Additionally, the Task Force has recommended easing of the route for Foreign Portfolio Investors (‘FPIs’) to invest in distressed loans. Currently, FPIs invest through acquisition of security receipts issued by ARCs to participate in the distressed loan market. The Task Force has recommended permitting the use of securitization trusts by FPIs for acquisition of non-performing assets (enabling the FPI to bid for assets independently, invest 100% and retain full control with nominal trustee fees) and also eventually permit the purchase of any kind of distressed loan directly from financial institutions within permissible annual prudential limits defined by RBI.

4.       Standardization

Once the SRB specifies template documentation, all new corporate loans and existing loans due for refinancing or renewal will need to adopt these templates and all other existing loans must do so within a specified time. Any deviations to the standard documentation should be included in the separate confirmations or schedules while the main body of the documentation is to remain unchanged. This will enable diligence of documentation prior to loan trading to be done with less effort and more certainty.

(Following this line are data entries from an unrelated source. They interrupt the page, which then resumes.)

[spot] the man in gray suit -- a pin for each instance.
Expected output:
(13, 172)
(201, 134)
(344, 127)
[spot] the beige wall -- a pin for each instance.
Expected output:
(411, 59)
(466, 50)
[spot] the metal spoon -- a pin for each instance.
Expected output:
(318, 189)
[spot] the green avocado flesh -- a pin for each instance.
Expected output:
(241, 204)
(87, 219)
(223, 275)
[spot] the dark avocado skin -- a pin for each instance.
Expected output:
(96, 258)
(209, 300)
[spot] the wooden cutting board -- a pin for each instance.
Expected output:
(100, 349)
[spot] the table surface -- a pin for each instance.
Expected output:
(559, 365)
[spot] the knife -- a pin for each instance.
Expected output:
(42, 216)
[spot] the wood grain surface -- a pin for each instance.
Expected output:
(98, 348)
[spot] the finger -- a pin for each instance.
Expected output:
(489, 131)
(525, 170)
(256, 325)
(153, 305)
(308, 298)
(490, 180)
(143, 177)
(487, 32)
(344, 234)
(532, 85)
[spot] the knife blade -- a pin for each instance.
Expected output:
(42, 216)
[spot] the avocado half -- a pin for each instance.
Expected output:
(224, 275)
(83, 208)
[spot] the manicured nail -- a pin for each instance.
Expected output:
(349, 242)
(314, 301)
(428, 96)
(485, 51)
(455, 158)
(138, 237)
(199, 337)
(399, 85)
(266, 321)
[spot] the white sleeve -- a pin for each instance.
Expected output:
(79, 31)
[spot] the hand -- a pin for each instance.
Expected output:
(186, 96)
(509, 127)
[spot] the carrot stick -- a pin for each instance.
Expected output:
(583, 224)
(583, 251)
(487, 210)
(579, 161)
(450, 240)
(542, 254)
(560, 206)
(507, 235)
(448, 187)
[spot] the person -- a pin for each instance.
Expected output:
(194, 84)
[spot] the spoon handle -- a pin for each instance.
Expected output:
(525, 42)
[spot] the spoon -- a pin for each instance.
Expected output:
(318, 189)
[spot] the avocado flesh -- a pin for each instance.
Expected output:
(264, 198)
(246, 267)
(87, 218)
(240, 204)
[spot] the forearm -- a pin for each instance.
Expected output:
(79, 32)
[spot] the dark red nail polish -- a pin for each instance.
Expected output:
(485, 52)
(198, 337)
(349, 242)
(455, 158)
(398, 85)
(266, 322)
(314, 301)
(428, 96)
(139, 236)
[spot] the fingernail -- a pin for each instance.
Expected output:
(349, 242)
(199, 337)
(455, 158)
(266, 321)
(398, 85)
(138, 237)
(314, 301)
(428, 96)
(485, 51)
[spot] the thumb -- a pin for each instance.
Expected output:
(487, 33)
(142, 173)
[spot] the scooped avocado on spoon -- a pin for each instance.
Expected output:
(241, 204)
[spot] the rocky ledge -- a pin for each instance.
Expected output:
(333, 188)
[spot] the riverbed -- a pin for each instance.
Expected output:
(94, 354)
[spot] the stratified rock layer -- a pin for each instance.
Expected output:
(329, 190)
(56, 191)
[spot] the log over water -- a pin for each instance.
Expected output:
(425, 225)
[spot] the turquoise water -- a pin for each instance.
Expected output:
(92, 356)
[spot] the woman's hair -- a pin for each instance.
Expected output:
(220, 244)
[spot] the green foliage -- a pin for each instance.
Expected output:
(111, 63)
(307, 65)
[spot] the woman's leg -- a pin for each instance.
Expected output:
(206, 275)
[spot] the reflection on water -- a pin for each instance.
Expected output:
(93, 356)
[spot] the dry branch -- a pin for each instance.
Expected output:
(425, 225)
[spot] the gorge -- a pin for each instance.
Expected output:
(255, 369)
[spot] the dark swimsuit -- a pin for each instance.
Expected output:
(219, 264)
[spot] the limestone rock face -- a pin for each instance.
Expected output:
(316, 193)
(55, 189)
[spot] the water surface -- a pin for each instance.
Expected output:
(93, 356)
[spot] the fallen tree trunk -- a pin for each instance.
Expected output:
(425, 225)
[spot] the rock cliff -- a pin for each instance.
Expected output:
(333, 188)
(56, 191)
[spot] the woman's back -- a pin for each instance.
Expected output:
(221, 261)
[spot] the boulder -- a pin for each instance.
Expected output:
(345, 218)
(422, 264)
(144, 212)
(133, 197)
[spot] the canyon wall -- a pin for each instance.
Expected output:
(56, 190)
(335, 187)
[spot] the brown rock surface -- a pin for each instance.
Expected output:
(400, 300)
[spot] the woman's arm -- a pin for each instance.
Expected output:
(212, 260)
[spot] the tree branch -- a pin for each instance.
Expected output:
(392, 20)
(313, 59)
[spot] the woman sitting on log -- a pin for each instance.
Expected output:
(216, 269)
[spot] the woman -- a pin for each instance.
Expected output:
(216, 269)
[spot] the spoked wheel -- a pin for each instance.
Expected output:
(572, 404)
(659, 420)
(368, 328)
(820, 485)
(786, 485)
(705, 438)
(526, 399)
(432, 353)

Lenders are to appoint a facility agent to administer loan related activities (such as managing voting processes, waivers and consent requests), monitor payments and compliance with covenants and maintain a record of the transactions. This would also assist loan trading by reducing information and other asymmetries between lenders and allowing borrowers to have a single point of contact.

The Task Force has also recommended that security for loans be created only in favour of the security trustee to avoid additional processes for transfer of security interest following trading of a loan and requested for certain regulatory relaxations to avoid any registry or other updates in relation to security following trading of a loan.

5.       Relaxation from Regulatory Requirements

The Task Force has also sought relaxations and clarifications under applicable stamp duty related laws for simplifying the due diligence, record keeping and storage processes (for e.g., lenders should be allowed to provide documents on the loan sales platform without bearing the risk of attracting stamp duty for the disclosure). It has also sought exemption from payment of stamp duty for loan sales to improve the ease of conducting this business. The Task Force has also suggested changes and clarifications to minimum retention and minimum holding requirements by selling financial institutions, securitisation guidelines and insider trading guidelines to reduce complications and hurdles for loan trading by domestic and overseas participants.